My husband has come safely home and we are all still adjusting. Things didn’t smoothly fit into place as I assumed they would, but they are good nevertheless. See, I had this idea in my head that as soon as he walked back through the door my husband would remember everything about the daily life in our house. I had one of those cheesy movie scenes in my head…the ones where someone is walking and all of a sudden they stop like they have hit an invisible wall (only the top half of the wall. Their feet always seem to take an extra step or two and they are doing the Matrix-leaned-back pose) and you watch as with sheer force, all their memories come back from before they got amnesia or whatever. Yeah…that didn’t happen. This has been a process…an evolution.
The baby runs around the house yelling “DADADADADA” as often as “MAMAMAMAMA” and that is nice to see. They play and fight and are still figuring each other out, but have come a long way in a short time. The older boys are adjusting as well, but I think it was easier for them. They were very conscious on a verbal level that he was gone and what that meant. The baby, I think, just knew in his soul that he was lacking. And now he is not.
I am a tired Mumma at the end of the day, still, but it is a more comfortable tired. There is something amazing in knowing simply that there is another adult in the house. When Chris was gone, I did all the day-to-day stuff, but the ache in my heart was pushed aside for the sake of sanity. I gave myself as little time as possible to feel sorry for my self in my husband’s absence. I functioned, loved my kids and survived. There is another layer to life with him home. It isn’t all peaches and cream, but it is wonderful. The man I married is my soul mate…ok. The SECOND man I married is my soul mate. (Come on, baby. That was a little funny)
The man I am married to is my soul mate. He is the one that I want to tell when something horrible has happened. When you only talk on the phone every couple of weeks that is not easy. He is the one that I want to nudge with my elbow and giggle until we cry as we sit on the couch together when Spencer starts spinning in circles until he can’t walk straight any more or when he tries to throw a moth…moth squish, really, into the air and it sticks to his hand and he absent-mindedly wipes it on his leg as he searches the air for the moth he knows he just helped fly. Yup. Spencer caught a moth tonight and loved it to pieces. He was so proud of himself and he loved it dearly. It was very Of Mice and Men.
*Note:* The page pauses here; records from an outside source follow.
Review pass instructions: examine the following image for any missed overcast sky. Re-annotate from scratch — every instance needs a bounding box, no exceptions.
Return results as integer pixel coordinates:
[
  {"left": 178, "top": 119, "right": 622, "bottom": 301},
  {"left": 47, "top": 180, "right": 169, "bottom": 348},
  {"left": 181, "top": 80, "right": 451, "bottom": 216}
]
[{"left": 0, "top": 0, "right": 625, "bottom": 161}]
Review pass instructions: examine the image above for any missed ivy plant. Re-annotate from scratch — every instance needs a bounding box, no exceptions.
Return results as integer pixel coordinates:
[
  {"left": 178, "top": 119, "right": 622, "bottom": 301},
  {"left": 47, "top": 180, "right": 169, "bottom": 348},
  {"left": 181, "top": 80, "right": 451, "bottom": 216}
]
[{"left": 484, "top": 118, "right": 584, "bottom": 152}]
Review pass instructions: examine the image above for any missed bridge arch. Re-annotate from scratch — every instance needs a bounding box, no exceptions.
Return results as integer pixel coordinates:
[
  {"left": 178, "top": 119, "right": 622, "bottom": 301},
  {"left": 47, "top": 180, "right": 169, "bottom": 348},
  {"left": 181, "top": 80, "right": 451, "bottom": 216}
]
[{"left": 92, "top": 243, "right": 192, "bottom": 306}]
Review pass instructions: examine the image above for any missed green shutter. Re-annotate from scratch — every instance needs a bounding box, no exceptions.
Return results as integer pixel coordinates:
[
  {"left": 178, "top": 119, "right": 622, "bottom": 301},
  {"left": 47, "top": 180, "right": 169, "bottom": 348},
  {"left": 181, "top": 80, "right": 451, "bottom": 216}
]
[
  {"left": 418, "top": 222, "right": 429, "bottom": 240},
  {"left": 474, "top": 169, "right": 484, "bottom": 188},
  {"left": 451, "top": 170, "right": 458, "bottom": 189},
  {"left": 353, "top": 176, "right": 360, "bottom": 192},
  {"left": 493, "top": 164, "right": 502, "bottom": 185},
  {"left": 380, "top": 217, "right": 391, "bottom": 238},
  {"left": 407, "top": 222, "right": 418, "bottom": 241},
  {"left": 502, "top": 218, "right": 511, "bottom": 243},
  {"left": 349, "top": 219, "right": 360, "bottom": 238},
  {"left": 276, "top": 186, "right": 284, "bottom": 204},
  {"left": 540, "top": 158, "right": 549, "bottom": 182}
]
Because the man I love is at home with us again, I am able to experience all these things with him. I am very blessed to have the friends I have. Without my blood relatives, Jaymi and Riley,Marc, Ashley Josh and Elija, Amy Peter and Vivian, Meg and Kyle, and many others, I would have fallen apart. They were all here when I needed them and I love them dearly for that. But they are not Chris.
I am rereading what I have written so far and all of this post looks like Ode to Chris. I even thought of re-titling it. Lol. But this is all true. I have traveled a path that ten or even five years ago I could have never foreseen, but I have done it and I have come out triumphant.
This blog is titled “Working on Creative Chaos.” Some days are more of the Working part, others the Creative aspect. Most, especially in a small house with six people in it, are absolute Chaos. But I started this blog to write my life, my truth. And tonight’s truth is a deep appreciation for my husband and all he sacrificed for us and our country and appreciation for the fact that he is home and safe.